Under the Paris Agreement, a legally binding international treaty, Australia and 192 other parties committed to substantially reduce global greenhouse gas emissions to limit the global temperature increase in this century to 2 degrees Celsius while pursuing efforts to limit the increase even further to 1.5 degrees. At this level treaty signatories wish to attempt to mitigate the more extreme impacts of climate change – floods, heatwaves, rising sea levels, and threats to food production.
As part of this commitment, the parties are required to communicate their emissions reduction ambitions through a Nationally Determined Contribution (NDC). On 16 June 2022, Australia communicated its updated NDC to the UN, confirming Australia’s commitment to achieve net zero emissions by 2050, and a new, increased target of 43% below 2005 levels by 2030 (a 15% increase on the previous target). The Climate Change Bill enshrines these emissions targets into legislation.
The Bill itself sets an accountability framework for climate targets, but does not introduce mechanisms to cut emissions.
The energy sector is at the heart of climate change, producing around three-quarters of global greenhouse gas emissions. In Australia, the CSIRO says energy contributes approximately 33.6% of all emissions, with a further 20.54% from stationary energy (from manufacturing, mining, residential and commercial fuel use), transport 17.6%, and agriculture 14.6%. The future of the energy industry is also at the crux of the Government Powering Australia policy.
Given emissions reduction targets, investment is also tilting towards lower emission suppliers. As an example, the 2022-23 Federal Budget committed a $120 billion 10-year infrastructure pipeline.
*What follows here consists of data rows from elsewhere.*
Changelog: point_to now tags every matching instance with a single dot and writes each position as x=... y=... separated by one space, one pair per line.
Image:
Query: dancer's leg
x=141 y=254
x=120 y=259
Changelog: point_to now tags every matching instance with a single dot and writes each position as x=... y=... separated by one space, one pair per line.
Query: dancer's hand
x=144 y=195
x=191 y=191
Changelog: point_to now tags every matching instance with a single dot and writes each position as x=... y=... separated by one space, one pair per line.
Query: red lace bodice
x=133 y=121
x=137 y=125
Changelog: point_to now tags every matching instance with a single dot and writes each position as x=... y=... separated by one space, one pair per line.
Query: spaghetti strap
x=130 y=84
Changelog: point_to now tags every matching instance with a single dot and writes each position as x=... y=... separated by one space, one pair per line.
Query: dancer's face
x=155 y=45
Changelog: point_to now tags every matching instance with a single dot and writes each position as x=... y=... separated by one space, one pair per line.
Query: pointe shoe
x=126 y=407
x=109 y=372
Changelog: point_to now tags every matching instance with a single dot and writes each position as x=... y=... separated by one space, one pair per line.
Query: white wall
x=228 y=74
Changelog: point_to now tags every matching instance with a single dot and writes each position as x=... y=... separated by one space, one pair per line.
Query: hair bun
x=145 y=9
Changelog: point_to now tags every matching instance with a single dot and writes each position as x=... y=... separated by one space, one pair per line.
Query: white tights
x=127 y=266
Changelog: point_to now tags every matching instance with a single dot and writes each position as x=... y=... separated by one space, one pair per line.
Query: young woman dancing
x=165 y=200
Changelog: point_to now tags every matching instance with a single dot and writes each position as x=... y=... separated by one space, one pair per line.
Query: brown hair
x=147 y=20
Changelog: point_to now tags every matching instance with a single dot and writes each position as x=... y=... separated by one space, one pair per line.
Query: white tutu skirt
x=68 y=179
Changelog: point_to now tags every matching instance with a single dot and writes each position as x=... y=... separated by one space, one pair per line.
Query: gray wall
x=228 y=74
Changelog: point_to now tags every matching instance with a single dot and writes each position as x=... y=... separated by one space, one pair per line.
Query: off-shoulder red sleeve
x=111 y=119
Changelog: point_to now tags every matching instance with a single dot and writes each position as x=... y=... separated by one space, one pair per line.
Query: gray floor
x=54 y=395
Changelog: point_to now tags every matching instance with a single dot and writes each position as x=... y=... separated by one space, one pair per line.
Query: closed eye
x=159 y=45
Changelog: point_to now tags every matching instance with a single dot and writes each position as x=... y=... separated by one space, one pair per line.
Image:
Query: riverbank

The June 2022 Business Council of Australia Infrastructure in a world moving to net zero report provides a series of recommendations to address the way in which Government invests, including the adoption of low carbon materials on public projects and options for reducing emissions during construction, understanding the whole of life emissions impact of infrastructure projects and potentially adopting the UK style PAS2080 standard on carbon management infrastructure, and a shift in procurement to lower carbon supply chains. If these considerations have not made it into business production and supply chain planning, they will soon.
Among other initiatives the Government has committed to:
In essence, businesses can expect directed funding for coinvestment in emission reduction technology, Government spending to be through the lens of the renewed emissions targets, and for new funding opportunities to advance low emission technology.
But emissions reduction is not just about industry. Land use change can have a significant impact on emissions through reductions. For example, a reduction in forest clearing in 2020 reduced emissions by 4.9%.
In 2021, fossil fuels represented 67.5% (59.1% coal) of the total annual electricity generation and renewables 32.5% (an increase of 5% on the previous year with the spike contributed by small scale solar, and large scale solar and wind farms).